Nur einmal habe er eine gute Zeit gehabt. Dann nämlich, als sich sein Vater über die Anweisungen der Behörden hinwegsetzte und ihn zu sich nahm: «Ich ging zur Freien Evangelischen Schule in Basel. Die Schule machte mir dort zum ersten Mal richtig Spass. Doch die Behörden rissen mich wieder raus, und das Elend ging weiter.» Als er Jahre später wieder zu seinem Vater und in jene Schule durfte, war der Zug laut Jost abgefahren: «Im Aufnahmeheim Basel notierte eine Lehrerin, dass ich intelligent und schulisch unterfordert sei. Doch wegen diesen ständigen Schulwechseln kam ich irgendwann nicht mehr mit.» Zudem sei er durch die Umstände tatsächlich zu einem Problemkind geworden. «Ich begreife nicht, weshalb mich die Behörden manchmal sogar in gefängnisartige Anstalten steckten, während ich zu meinem Vater hätte gehen können. Auch meine Grossmutter hätte mich mit Freuden genommen», sagt Jost, der schlussendlich nicht einmal die gesamte obligatorische Schulzeit absolviert hat. Als er 18 wurde, hörte der Staat auf, so massiv in sein Leben einzugreifen. Doch Jost konnte sich zunächst nicht fangen. Er jobbte da und dort, wurde in die Psychiatrie eingewiesen, lebte teilweise auf der Strasse und landete wegen eines Wutanfalls gegen die Behörden sogar im Gefängnis. «Es bestehen keine Zweifel, dass ich bei einer normalen Jugend einen Berufsweg eingeschlagen hätte, der definitiv mehr Lohn abgeworfen hätte als die 2700 Franken, von denen ich jetzt leben muss.»

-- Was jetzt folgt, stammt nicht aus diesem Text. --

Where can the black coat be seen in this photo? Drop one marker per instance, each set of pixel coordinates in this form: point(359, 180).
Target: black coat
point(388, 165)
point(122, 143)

Das nimmt man Andreas Jost ab. Er ist ein Macher, Autodidakt und Bastler. So stehen in seinem Arbeitszimmer beispielsweise riesige Drohnen, die er selber entworfen und hergestellt hat. Am Computer zeigt er die ersten Entwürfe eines 3-D-Druckers, den er entwickeln will. Den Umgang mit dem dafür benötigten CAD-Programm hat er sich selber beigebracht. Kreativ sein und tüfteln ist nicht nur Josts grosses Hobby, er sieht darin auch eine Zukunft für sich und andere Betroffene (siehe Box).

Noch heute leidet der 57-Jährige aufgrund des Erlebten unter chronischer Sinusitis, psychosomatischen Bauchschmerzen, Albträumen, Schlafstörungen und anderen psychischen Problemen, wie er sagt. Sein Leben nennt er aufgrund jener gesundheitlicher Probleme, der mangelnden Bildung und der finanziellen Sorgen «elend». «Ich war mit meiner Freundin, mit der ich seit 17 Jahren zusammen bin, beispielsweise noch nie gemeinsam in den Ferien.»

Dass all diese Benachteiligungen und das ganze Leid für die Parlamentarier nur 25 000 Franken wert waren, genau das ist es, was Andreas Jost menschenverachtend findet: «Denn diese 25 000 Franken, das ist nicht einmal das Quartalseinkommen genau jener Parlamentarier.»